President Donald Trump said Thursday that he’s leaving the solution to the shutdown in the hands of Senate Majority Leader Mitch McConnell, R-Ky., and Senate Minority Leader Chuck Schumer, D-N.Y.
“If they come to a reasonable agreement I would support it,” the president said. But, Trump said, “I have other alternatives.”
Trump spoke from the White House shortly after the Senate failed to pass two bills, one from Republicans and the other from Democrats, that would have reopened the government. McConnell and Schumer met behind closed doors on Thursday afternoon regarding a three-week continuing resolution that would give lawmakers time to hash out a compromise on border security, Sen. Lindsey Graham, R-S.C., said on the Senate floor.
In a statement about the meeting, White House Press Secretary Sarah Sanders said that “the 3 week CR would only work if there is a large down payment on the wall.”
Though both bills were expected to fail on Thursday, there was a feeling among lawmakers that the efforts represented an opening for compromise. It marked the first votes the Senate has taken to reopen the government since the shutdown began on Dec. 22.
The Democratic measure, which would have reopened federal agencies until Feb. 8 but provided no funding for a border wall, was defeated in a 52-44 vote on Thursday. The Republican spending measure, which was proposed by President Donald Trump and included $5.7 billion for his border wall in exchange for temporary protections for so-called Dreamers brought illegally to the country as children, also fell short of the 60-vote threshold required for passage, 50-47.

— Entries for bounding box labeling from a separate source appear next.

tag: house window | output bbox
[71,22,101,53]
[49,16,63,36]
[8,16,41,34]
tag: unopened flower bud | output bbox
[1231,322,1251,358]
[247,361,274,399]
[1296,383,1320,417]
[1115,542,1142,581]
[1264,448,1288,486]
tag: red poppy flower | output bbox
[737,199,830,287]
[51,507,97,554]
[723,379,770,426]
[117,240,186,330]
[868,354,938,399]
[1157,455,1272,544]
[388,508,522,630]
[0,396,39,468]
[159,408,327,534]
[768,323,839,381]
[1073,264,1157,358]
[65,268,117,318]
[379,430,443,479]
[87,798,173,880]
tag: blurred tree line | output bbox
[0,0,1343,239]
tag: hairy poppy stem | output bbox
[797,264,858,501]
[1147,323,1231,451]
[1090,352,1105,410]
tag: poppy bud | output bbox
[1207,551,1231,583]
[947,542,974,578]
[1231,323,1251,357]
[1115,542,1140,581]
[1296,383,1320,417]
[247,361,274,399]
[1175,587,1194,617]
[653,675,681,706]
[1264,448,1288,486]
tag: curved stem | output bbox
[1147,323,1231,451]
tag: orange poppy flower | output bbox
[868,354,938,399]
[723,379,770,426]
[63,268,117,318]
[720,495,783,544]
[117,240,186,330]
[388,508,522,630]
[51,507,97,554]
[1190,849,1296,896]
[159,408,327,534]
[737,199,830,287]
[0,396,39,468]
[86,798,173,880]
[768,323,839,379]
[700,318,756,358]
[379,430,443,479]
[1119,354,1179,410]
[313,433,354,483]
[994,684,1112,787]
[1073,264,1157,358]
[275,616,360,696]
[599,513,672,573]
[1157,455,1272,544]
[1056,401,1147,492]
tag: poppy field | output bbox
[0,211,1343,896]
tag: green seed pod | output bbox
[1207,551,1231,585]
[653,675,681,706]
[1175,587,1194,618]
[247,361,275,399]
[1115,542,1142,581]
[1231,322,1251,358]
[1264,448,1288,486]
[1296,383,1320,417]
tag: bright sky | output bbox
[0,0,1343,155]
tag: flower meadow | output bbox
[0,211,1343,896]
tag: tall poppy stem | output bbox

Six Republican senators — Lamar Alexander of Tennessee, Susan Collins of Maine, Johnny Isakson of Georgia, Lisa Murkowski of Alaska, Cory Gardner of Colorado, and Mitt Romney of Utah — joined Democrats in favor of their proposal to break the 34-day shutdown stalemate.
After both proposals failed, Graham took to the Senate floor to declare that he “just spoke to the president” and told him that 16 senators are discussing passing a three-week continuing resolution (CR) to fund the government in order to give them time to hash out a compromise on border security.
Graham said the president indicated some things he would want in order to support a stopgap spending measure, but he would not declare what those concessions are. He added that McConnell and Schumer discussed Trump’s pitch.
The 16 senators — nine Republicans and seven Democrats — are expected to stay in town through the weekend and hammer out a proposal that they hope can get at least 60 votes.
Meanwhile, House Democrats are expected to unveil a funding counter-offer to Trump and congressional Republicans on Friday that would “meet or exceed” $5.7 billion for border security, but provide no money for a physical wall, House Homeland Security Committee Chairman Bennie Thompson, D-Miss., told reporters.
Thompson told reporters that the Democrats’ proposal will offer “no new structures. The only thing we’re talking about is existing structures. Some of them need repairing.”
The money could be used for “technology, manpower, fortifying ports of entry along with the judges and other things,” he added.